For some directives, the line is very long so I put it on multiple lines using “&”.
I found a problem when trying to reduce a lot of scalars in one directive.
If I do this:
!$acc parallel loop collapse(2) default(present) & !$acc reduction(+:h_fluxp,h_fluxm,h_fluxp_pn,h_fluxm_pn, & !$acc h_fluxp_ps,h_fluxm_ps,eqd1,eqd2,h_ax_dipole,h_area_ps)
then the compiler output says:
1701, Generating NVIDIA GPU code 1704, !$acc loop gang, vector(128) collapse(2) ! blockidx%x threadidx%x Generating reduction(+:h_area_ps,h_fluxm,h_fluxm_ps,h_fluxm_pn,eqd2) Generating implicit reduction(+:h_area_pn)

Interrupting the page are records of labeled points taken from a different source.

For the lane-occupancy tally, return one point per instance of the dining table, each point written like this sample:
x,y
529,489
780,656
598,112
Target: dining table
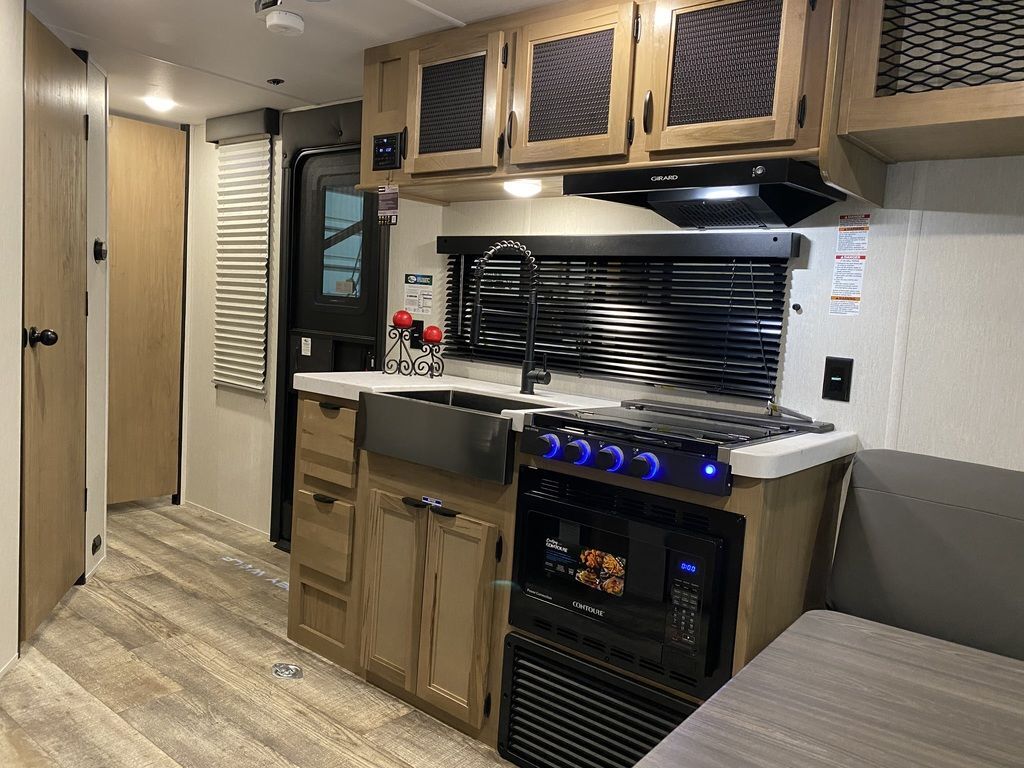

and some of the resulting values are wrong!
I am using:
nvfortran 22.5-0 64-bit target on x86-64 Linux -tp haswell
UPDATE! (even though first post):
It turns out I was missing
h_area_pn in the reduction clause and the compiler was implicitly detecting it. However, by doing this - the compiler messed up all the other reductions (which was a bad “silent” bug as the code ran but gave wrong results!)
If I include
h_area_pn in the reduction clause - everything is OK.
So it seems that the implicit detection of a reduction scalar is messing up the explicitly declared ones.